Offrire un'esperienza AI affidabile e di alta qualità negli ambienti on-premise richiede una stretta collaborazione tra i livelli tecnologici e i team. Richiede una validazione continua rispetto a workload reali, livelli di concorrenza reali ed esperienze utente reali.
Nell’ambito della collaborazione tra IBM e Intel, Db2 Genius Hub ha rappresentato un ambiente pratico e reale di validazione per l’inferenza con Intel Gaudi. L’attenzione non era rivolta solo alle prestazioni pure, ma anche al comportamento dell’inferenza in scenari aziendali realistici, dove più richieste arrivano contemporaneamente, la comprensione contestuale è fondamentale e la qualità delle risposte deve rimanere costante.
Una parte chiave di questo sforzo ha riguardato la valutazione degli agenti AI di Db2 Genius Hub utilizzando Gaudí come server di inferenza. Ciò includeva l'esecuzione di stress test esaustivi e valutazioni specifiche per il dominio in scenari come la ricerca contestuale e i workflow di chiamata di strumenti che rispecchiano il modo in cui gli utenti interagiscono con il sistema in produzione. Questi test sono stati eseguiti su diversi livelli di concorrenza per capire come le prestazioni di inferenza e la qualità della risposta abbiano resistito sotto carico.

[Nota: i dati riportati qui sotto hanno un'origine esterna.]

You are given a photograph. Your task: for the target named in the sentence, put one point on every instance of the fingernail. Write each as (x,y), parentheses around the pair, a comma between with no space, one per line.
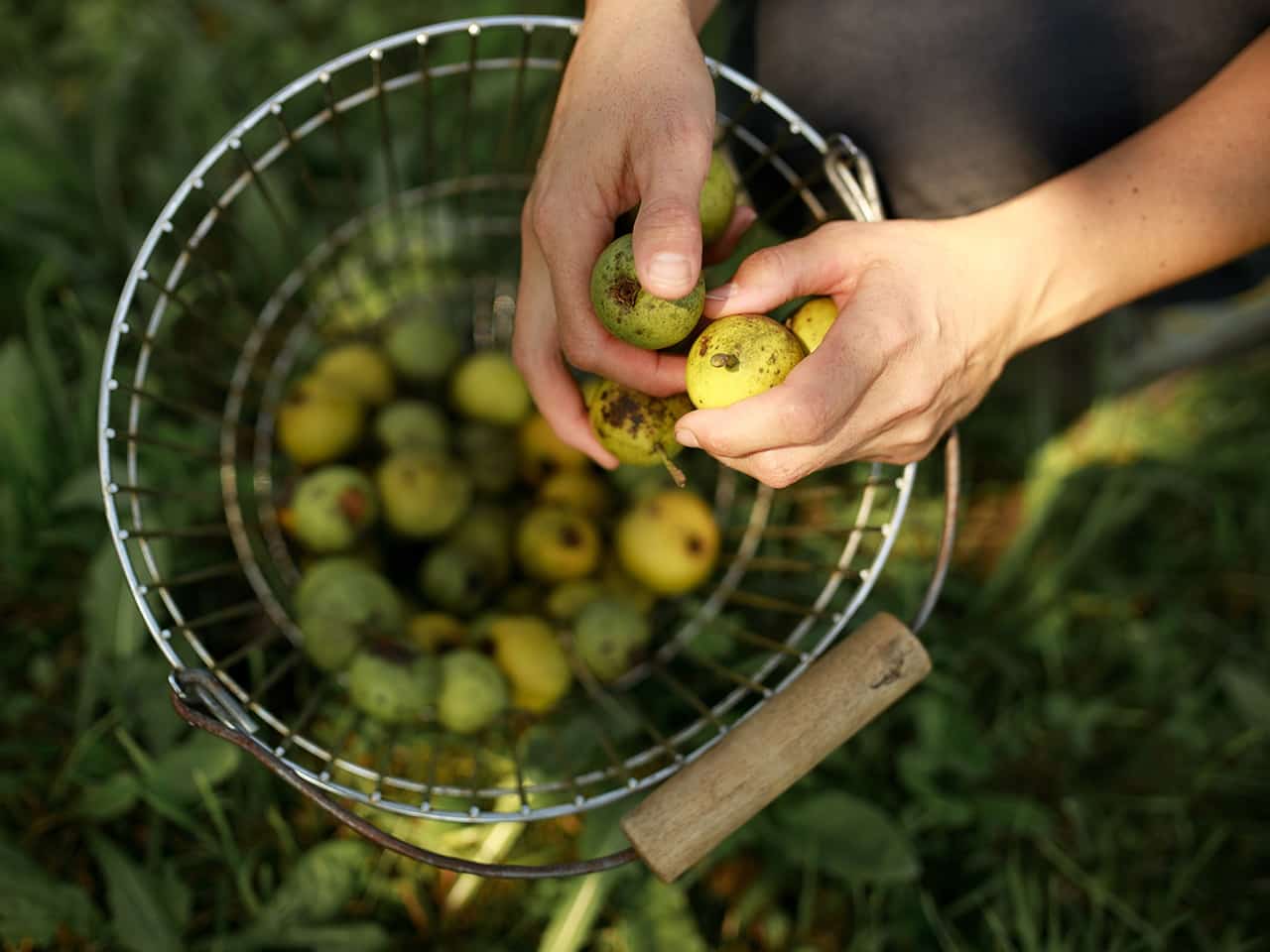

Per ogni valutazione, i dati dettagliati delle risposte e i punteggi sono stati acquisiti e condivisi con il team intel. Questo ciclo di feedback ha reso possibile identificare problematiche più sottili (dalla coerenza delle risposte al degrado della qualità in condizioni di maggiore concorrenza) e affrontarle in modo iterativo. I miglioramenti sono stati quindi nuovamente testati, misurati e ulteriormente perfezionati.

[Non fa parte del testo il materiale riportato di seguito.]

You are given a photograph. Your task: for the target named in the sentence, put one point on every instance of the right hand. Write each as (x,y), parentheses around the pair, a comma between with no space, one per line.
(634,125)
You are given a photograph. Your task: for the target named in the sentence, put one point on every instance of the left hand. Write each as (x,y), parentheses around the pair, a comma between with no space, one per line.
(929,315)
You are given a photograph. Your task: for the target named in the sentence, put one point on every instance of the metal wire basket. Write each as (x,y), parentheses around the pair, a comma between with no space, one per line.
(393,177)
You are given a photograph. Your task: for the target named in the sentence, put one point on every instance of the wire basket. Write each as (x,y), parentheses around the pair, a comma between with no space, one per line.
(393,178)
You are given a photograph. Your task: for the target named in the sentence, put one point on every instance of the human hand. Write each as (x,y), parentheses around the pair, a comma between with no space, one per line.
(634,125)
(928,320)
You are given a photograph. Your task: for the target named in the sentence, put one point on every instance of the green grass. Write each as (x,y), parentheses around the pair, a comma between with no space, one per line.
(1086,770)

Questa collaborazione sottolinea il valore di un approccio guidato dall'ecosistema all'innovazione dell'AI. Allineando le capacità hardware ai reali casi d’uso aziendali, IBM e Intel sono riuscite a migliorare la preparazione di Gaudi per l’AI in produzione, offrendo di fatto un’esperienza AI on-premise più reattiva, affidabile e di livello enterprise.